Aperio’s systems are installed at several sites in Israel and one in Italy, centered on power generators. The company says its technology can prevent attacks like the hypothetical scenario described in a 2015 report by Lloyd’s insurers, in which 15 US states and Washington D.C. are plunged into darkness after hackers shut down parts of the energy grid, leaving 93 million people without power.
The incidence of detected attacks on power and utility companies soared 93 percent in 2015, PricewaterhouseCoopers reported in its 2016 Global State of Information Security Survey.

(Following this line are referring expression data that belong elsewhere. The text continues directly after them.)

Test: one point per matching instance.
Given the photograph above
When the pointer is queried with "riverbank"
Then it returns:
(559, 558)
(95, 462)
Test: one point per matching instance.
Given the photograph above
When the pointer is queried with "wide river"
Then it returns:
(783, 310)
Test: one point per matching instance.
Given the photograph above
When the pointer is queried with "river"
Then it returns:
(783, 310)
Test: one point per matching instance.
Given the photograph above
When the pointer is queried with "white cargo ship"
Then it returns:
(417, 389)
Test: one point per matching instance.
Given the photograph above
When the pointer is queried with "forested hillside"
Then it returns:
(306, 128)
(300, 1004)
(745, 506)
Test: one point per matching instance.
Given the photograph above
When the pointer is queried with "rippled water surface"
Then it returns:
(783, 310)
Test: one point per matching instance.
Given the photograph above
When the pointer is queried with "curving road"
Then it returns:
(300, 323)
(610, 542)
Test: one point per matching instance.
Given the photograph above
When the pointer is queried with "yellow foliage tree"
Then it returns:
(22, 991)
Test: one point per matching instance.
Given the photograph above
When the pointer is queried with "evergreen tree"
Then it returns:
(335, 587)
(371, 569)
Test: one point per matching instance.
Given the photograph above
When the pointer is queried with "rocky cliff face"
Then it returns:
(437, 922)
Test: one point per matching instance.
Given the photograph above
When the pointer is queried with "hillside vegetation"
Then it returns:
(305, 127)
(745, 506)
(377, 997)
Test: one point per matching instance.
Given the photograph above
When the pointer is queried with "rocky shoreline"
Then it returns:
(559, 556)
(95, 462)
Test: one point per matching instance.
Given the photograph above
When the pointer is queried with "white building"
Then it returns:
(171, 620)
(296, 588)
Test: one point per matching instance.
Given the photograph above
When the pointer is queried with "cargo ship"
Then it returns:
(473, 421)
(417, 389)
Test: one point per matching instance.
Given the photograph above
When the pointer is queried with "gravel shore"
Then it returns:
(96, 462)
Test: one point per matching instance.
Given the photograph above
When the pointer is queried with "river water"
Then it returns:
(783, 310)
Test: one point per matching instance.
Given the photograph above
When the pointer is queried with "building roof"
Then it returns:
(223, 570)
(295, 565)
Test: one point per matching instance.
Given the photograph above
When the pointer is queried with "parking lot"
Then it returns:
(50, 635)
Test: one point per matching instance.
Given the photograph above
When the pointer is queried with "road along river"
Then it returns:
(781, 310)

Israel’s cybersecurity industry numbered nearly 430 companies at the end of 2015, and Prime Minister Benjamin Netanyahu says he aspires to make Israel a “global cyber greenhouse.”
Doron Bergerbest-Eilon, an investor in Aperio who was a senior official at the Israel Security Agency, said the company’s data forgery protection technology for utilities
is unique and “key to keeping critical infrastructure safe from attacks.” Aperio
has raised $2 million and is currently talking to venture capital funds about another round, said Shalyt.